More and more people get their news relayed by friends. The social news cycle is 24/7.
"The number of people who told me that the kids were texting during Thanksgiving dinner I think was hitting a record this year."
Alex Alben is an intellectual property lawyer in Seattle, he's testified before Congress on Internet piracy and is certainly no Luddite. But in his book Analog Days he worries about digital news replacing analog news.
"When you look for digital information, you have to enter in the search phrase and have an idea, but when you are flipping through a newspaper or rows of a library, there's a sense of discovery."
In the old analog world, you were exposed to stories you would never even think to search for, gathered by institutions that had a face, not just a web page.
Alben's first job was as a researcher for Walter Cronkite.
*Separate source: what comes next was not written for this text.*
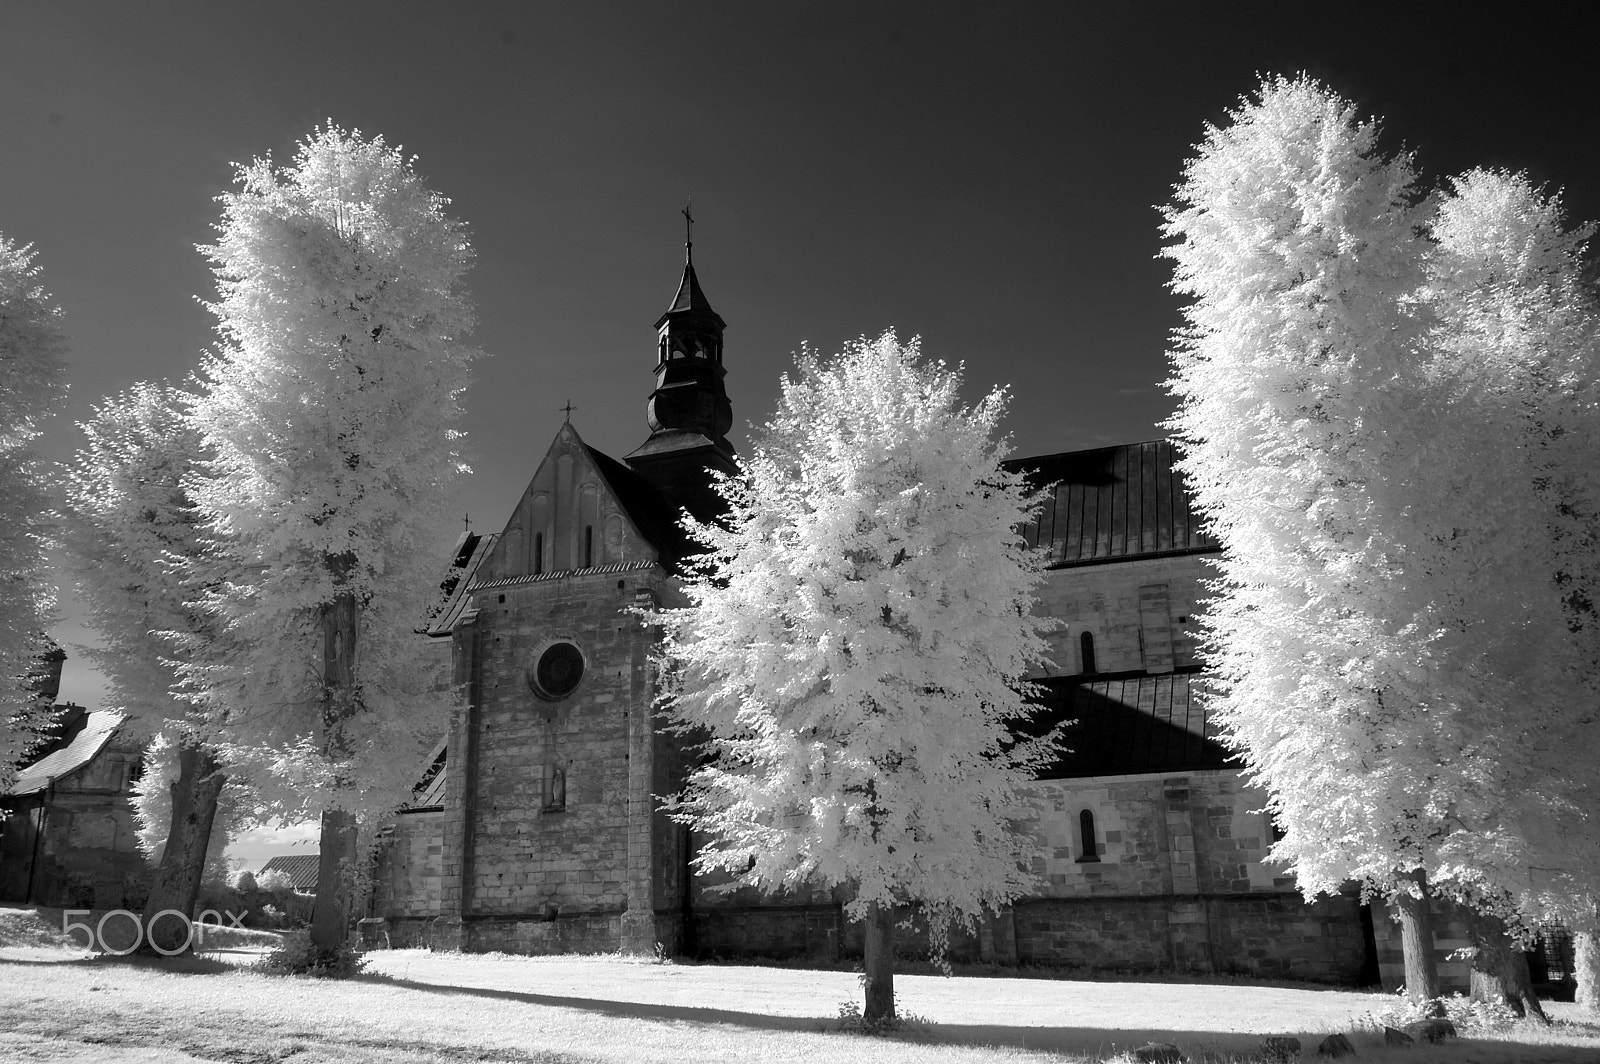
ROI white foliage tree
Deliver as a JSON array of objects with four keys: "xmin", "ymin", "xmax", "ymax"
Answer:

"There was a most trusted man, Walter Cronkite, who had earned this over a career and it was built by this institution, CBS, that really took journalism seriously as a mission to tell the American people, in a balanced and carefully researched way, everyday what happened in the world."
"If a reporter got something wrong, there were consequences," remembers Dave.
"Right, they were fired. Today, it's all opinion, so you really can't be wrong."
Well of course opinions can be wrong, but as long they're controversial and get an audience, they can spread just as as anything broadcast on a network.
Alex Alben's book is called Analog Days; How Technology Rewrote Our Future.